Supreme Court reviews federal gun ban for domestic violence perpetrators
The U.S. Supreme Court on Tuesday will hear arguments on a 30-year-old federal ban on firearms for people subject to domestic violence restraining orders.
the case, United States v. Rahimiis a successful test of widely popular gun safety regulation and the Second Amendment at a time when firearms are a major factor in intimate partner violence nationwide.
An estimated 12 million American adults are victims of domestic violence each year; On average, 70 people die each month from being shot by an intimate partner, according to the Centers for Disease Control and Prevention.
According to a new report, women are five times more likely to die from domestic violence if a gun is involved Johns Hopkins Center for Gun Violence Solutions.
The justices are taking up the issue a year after a landmark decision made it more difficult for governments to restrict individual gun rights. Only laws that “consistent with the state’s historical tradition of regulating firearms” can be permitted, the Supreme Court ruling said.
“This is an opportunity for judges to clarify the test, especially as it applies to domestic abusers, and to the entire set of incredibly effective gun violence prevention laws,” said Kelly Roskam, director of law and policy at the Center on Gun Violence. Solution.
A 1994 federal law, the focus of the case, requires that thousands of domestic violence restraining orders issued each year by federal and state judges be reported to the National Background Check System. They, in turn, serve as a basis for refusing to sell firearms.

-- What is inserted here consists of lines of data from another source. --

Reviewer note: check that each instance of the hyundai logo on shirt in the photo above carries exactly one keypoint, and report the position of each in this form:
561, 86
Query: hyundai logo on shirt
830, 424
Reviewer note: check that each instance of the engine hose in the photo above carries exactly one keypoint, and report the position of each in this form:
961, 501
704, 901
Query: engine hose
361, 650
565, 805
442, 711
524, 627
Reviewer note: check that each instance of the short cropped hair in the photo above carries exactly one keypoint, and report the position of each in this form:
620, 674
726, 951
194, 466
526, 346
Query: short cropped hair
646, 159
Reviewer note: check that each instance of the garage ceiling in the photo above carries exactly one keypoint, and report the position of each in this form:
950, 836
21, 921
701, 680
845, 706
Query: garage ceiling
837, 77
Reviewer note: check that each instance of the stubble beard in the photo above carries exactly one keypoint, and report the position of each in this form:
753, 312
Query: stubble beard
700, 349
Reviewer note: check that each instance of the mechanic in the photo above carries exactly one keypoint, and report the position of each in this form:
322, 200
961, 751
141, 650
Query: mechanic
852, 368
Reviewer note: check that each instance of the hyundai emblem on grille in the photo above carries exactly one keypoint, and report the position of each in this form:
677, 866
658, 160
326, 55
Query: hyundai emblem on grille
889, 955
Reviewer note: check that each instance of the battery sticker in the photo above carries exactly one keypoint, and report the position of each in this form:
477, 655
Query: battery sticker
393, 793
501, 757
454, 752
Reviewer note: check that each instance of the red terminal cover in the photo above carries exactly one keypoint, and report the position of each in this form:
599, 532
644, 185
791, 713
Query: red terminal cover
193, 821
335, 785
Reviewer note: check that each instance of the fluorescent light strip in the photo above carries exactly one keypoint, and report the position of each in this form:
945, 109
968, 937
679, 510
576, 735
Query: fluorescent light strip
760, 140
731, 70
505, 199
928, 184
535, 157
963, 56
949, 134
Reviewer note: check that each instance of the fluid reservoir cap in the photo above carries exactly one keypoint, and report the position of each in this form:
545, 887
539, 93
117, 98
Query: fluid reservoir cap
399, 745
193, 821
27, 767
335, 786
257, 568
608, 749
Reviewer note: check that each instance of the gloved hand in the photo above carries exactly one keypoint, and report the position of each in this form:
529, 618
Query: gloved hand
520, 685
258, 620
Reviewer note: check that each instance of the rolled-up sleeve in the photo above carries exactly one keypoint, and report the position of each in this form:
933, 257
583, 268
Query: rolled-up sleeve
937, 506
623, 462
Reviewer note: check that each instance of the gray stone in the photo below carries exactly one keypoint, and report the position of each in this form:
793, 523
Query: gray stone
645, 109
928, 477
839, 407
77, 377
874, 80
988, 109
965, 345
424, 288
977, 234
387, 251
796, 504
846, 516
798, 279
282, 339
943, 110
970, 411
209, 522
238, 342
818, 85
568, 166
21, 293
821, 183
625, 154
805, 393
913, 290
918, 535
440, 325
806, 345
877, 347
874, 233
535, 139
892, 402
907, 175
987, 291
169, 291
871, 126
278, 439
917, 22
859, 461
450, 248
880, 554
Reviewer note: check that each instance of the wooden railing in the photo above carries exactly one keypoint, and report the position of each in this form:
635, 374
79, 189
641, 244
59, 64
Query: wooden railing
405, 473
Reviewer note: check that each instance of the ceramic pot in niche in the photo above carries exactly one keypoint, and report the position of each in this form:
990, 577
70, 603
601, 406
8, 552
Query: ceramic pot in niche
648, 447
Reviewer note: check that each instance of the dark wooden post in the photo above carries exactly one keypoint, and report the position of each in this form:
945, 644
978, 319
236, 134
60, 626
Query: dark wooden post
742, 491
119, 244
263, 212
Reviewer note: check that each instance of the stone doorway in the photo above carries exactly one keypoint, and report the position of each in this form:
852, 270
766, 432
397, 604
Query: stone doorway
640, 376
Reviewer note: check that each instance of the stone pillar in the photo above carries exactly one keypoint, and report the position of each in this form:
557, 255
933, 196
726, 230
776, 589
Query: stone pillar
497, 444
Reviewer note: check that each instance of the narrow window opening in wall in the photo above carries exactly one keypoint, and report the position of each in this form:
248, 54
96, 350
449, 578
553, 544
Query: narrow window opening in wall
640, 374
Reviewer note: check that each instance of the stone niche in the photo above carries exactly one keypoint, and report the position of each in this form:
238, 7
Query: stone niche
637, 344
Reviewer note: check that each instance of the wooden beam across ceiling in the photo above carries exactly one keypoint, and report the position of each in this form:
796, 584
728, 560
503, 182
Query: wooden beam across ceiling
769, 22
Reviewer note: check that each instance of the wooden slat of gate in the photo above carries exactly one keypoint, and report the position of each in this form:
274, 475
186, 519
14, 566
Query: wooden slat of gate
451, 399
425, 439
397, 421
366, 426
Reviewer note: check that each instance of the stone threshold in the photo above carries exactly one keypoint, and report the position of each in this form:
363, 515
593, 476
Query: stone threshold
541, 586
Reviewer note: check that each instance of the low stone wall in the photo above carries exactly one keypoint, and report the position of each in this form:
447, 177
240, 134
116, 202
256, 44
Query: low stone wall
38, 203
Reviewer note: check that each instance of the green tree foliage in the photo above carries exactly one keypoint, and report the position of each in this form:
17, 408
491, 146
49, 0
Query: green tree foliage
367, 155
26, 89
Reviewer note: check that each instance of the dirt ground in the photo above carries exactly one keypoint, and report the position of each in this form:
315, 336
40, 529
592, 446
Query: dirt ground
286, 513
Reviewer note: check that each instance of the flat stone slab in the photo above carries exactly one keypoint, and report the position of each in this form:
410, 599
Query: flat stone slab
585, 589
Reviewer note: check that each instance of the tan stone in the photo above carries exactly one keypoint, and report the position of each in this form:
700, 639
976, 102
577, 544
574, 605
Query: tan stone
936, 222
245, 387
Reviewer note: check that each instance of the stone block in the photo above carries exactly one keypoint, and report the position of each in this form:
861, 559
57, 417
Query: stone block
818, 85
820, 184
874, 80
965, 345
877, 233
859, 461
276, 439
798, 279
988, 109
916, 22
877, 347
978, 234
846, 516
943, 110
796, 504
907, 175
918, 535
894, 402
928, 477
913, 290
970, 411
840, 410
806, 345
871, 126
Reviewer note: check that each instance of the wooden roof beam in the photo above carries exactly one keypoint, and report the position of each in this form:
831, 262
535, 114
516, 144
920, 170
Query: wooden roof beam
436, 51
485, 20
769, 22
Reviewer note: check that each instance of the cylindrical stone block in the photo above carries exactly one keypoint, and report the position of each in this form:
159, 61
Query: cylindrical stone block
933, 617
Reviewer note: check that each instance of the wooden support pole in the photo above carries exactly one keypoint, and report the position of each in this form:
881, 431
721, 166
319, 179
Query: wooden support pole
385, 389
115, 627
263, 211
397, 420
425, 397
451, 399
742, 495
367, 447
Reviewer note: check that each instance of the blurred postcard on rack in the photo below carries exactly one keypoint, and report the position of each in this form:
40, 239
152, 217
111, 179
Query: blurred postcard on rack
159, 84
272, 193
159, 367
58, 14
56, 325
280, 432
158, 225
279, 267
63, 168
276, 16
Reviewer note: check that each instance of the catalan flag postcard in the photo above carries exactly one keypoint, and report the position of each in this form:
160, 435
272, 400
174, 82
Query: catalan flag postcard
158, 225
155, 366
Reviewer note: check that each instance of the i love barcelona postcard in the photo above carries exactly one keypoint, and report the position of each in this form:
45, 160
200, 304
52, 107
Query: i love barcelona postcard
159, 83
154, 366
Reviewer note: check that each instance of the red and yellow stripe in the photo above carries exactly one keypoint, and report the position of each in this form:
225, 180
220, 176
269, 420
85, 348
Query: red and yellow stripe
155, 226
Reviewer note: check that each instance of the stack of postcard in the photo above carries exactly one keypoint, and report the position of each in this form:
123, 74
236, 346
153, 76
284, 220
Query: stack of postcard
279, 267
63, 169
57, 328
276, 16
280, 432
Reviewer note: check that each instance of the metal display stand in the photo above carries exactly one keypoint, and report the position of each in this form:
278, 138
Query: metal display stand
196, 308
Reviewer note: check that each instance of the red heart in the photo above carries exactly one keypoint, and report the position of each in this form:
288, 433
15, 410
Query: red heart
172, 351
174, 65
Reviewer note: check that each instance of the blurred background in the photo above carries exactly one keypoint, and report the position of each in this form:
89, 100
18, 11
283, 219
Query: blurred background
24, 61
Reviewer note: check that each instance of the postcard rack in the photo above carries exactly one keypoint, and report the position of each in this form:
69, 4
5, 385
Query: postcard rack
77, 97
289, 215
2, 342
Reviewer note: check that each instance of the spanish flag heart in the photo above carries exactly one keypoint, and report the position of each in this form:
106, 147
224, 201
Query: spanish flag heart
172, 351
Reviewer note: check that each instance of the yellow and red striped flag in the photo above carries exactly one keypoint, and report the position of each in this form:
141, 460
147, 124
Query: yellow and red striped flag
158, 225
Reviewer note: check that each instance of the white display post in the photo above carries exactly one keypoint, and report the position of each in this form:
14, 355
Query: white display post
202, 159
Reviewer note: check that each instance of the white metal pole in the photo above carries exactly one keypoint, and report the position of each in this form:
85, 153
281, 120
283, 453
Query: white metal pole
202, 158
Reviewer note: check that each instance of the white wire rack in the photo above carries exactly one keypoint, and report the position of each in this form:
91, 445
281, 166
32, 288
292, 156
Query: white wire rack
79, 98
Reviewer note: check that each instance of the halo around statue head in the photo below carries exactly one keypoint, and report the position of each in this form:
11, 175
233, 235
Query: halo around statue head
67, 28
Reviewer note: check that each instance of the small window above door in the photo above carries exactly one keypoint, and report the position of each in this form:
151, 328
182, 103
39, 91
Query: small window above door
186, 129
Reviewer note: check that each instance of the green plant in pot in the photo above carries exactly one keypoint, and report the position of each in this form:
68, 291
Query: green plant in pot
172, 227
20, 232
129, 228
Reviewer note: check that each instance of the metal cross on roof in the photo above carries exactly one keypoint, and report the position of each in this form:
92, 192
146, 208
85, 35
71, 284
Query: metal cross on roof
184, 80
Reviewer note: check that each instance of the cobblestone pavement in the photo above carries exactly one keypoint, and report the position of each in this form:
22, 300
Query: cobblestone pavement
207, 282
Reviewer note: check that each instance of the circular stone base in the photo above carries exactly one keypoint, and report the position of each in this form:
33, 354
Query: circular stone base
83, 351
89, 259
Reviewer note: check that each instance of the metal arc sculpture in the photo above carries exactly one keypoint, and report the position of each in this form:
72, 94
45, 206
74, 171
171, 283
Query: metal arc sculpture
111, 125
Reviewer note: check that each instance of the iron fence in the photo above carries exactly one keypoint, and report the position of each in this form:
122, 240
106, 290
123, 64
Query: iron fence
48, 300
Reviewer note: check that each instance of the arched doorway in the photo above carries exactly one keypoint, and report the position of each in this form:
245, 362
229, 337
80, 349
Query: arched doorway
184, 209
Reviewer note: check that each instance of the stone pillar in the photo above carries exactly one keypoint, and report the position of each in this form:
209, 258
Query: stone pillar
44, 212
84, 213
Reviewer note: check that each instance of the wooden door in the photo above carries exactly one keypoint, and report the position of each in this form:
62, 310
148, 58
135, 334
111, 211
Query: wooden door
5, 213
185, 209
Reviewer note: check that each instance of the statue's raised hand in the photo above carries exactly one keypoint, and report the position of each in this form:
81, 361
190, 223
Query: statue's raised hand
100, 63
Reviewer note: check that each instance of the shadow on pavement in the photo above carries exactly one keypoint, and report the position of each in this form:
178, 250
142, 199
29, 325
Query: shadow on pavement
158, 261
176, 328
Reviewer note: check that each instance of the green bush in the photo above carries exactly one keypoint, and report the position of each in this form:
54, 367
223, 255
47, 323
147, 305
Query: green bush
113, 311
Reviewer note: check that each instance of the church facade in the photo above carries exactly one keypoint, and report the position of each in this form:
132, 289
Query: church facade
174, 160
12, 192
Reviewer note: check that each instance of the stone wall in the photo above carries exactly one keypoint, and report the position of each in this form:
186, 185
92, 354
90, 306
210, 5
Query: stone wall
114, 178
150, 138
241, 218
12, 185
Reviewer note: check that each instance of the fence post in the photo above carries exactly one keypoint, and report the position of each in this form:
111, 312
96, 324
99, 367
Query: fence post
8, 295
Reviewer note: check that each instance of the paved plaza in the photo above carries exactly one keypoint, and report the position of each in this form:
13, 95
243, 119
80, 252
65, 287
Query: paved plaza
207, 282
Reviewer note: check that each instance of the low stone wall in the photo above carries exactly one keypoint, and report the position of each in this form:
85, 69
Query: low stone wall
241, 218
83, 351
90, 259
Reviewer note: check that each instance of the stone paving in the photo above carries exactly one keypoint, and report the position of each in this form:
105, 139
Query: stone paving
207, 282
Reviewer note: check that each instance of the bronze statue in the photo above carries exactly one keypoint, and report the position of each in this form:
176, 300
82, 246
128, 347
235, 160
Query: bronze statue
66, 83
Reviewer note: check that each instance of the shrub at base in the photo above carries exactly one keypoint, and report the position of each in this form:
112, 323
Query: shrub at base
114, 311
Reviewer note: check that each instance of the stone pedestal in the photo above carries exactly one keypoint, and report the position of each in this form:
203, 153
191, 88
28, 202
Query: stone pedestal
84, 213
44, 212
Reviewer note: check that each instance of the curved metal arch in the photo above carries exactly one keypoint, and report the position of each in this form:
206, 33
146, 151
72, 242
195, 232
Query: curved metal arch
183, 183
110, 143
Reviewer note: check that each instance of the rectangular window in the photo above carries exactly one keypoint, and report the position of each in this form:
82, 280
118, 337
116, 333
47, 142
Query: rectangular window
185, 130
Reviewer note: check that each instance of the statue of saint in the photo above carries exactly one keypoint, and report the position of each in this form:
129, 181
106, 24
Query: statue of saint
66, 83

More than 77,000 attempted firearm purchases by alleged domestic violence perpetrators have been blocked since 1998, according to the FBI.
“We know that intimate partners don’t just kill their partners. We know that they do it with firearms and these laws prevent them from doing that,” Roskam said.
The gun ban is being challenged by Zaki Rahimi, a Texas drug dealer with a history of violence, who has been charged with illegally possessing weapons while under a protective order obtained by his girlfriend.
He argues in court documents that the law is not supported by American history and tradition. Earlier this year, the Fifth Circuit Court of Appeals approved the measure, calling the measure “an aberration…and something our ancestors would never have accepted.”
“This law actually ends up disarming a group of law-abiding people or good people that you might not expect when you first look at it,” said Aidan Johnston, a lobbyist for Gun Owners of America, which supports Rahimi. “We are fighting for the victims here who have been disarmed under mutual restraining orders.”
The Biden administration, which is defending the law, insists that the nation has a broad history and tradition of disarming people who are not “responsible, law-abiding citizens” — even if there is no historically accurate version of a law targeting domestic abusers.
“U.S. legislatures have long disarmed individuals they find dangerous, irresponsible, or unfit to possess weapons,” the government says in court documents.
While the Supreme Court’s six-justice conservative majority has generally taken an expansive view of the Second Amendment — and closely examined gun safety regulations — at least two justices have made clear they are wary of going too far.
“The Second Amendment, if properly interpreted, allows for a variety of gun regulations,” Justice Brett Kavanaugh pointedly noted in a concurring opinion with last year’s decision in 2018. New York State Rifle & Pistol Association v. Bruin.
Justice Amy Coney Barrett has also expressed clear support for gun restrictions on “dangerous persons,” writing as an appeals court judge that some restrictions are entirely constitutional.
A decision in Rahimi’s case is expected by the end of June 2024.